Many players say they love basketball. But do you really love basketball? Would you dedicate every second of your life to basketball? Many people wouldn't. If you're not a part of that group, don't bother trying to play at the next level. Negaunee coach Brandon Sager, who is No. 14 on the NMU all-time scoring list by the way, said you have to love the grind in order to succeed in college.
"I think a lot of people don't understand the effort that has to go in every single day," said Sager. "It's a grind, but you really have to make that commitment to do it. It has to be your number one priority, and I think a lot of...high school players in general don't really realize it. It's committing to making yourself as good as you can be whether it be your body, your skill set, even the mental part of the game."
A typical day for a college athlete looks much different than a typical day for a normal college student. Gwinn coach Ben Olsen played a year of college ball and gave an example of exactly what a player has to commit to.
Tell me if this sounds like your idea of fun:
"Six a.m. you're up lifting, working out, then you have classes somewhere between 8 o'clock and 2 o'clock. Then you try to eat together as a team, then you have practice or film and then you have practice after that. You're going from basically six in the morning until six, seven, eight at night. If you're not fully committed and don't truly love the game of basketball and being around it almost all the time, it really turns into a full-time job."
I don't see any time carved out for afternoon naps or Netflix binge sessions, so there's no way I'd ever make it as a college basketball player.

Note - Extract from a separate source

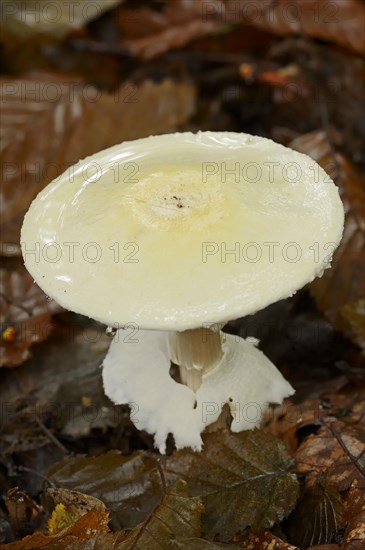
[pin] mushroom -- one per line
(170, 237)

Still want that lifestyle? Great. Keep reading.
Notice a trend here? We haven't really mentioned any kind of basketball skills required, or what the perfect height is, or which summer camps you should go to. That's all secondary in the eyes of most college coaches. Jim Finkbeiner, the Gwinn boys coach, said scouts usually ask him about a player’s personality first and what kind of teammate he is.

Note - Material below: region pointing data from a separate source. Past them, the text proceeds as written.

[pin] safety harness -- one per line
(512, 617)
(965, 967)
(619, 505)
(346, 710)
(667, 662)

"They want to know what kind of person this player is," said Finkbeiner. "Is he easy to get along with? How does he interact with other players? Even bigger is what kind of student is he? If you want to succeed at the next level, it's going to take more than just your basketball skills to get there. These people are looking for good kids and that means in more than just on the basketball floor."
Having a good personality is nice, being a good teammate is nice, but what happens when an opposing player dunks on you? Or what about when you turn the ball over five times in a half? Are you going to get mad? Are you going to make another dumb play?
"They (college coaches) want to see how you handle tough situations," said Marquette boys coach Brad Nelson. "If you're gonna get down if something goes wrong, it's just going to compound the problem. That's something that college coaches at that level, they don't want to deal with having to fix that. They can take skill sets and work with that and make kids better and integrate them into the system, but if the kid doesn't have it mentally, it makes it pretty hard to do things at that level."
So after all that, all the time spent in the summer, the 6 a.m. workouts, let's say you made the team. You have a decent spot as a role player. The hard part is over, right? Wrong, says Negaunee boys coach Dan Waterman. That's actually just the beginning. The next challenge is keeping your spot.
"A college coach's job is to recruit your replacement," said Waterman. "So you can never be satisfied with how you're playing at the time, or what your role is on the team. College coaches are hired and fired on their win-loss record...so they're always trying to bring in the best players and they're always trying to recruit someone better than you."
There you have it, the blueprint to becoming a successful college basketball player. Still think you have what it takes?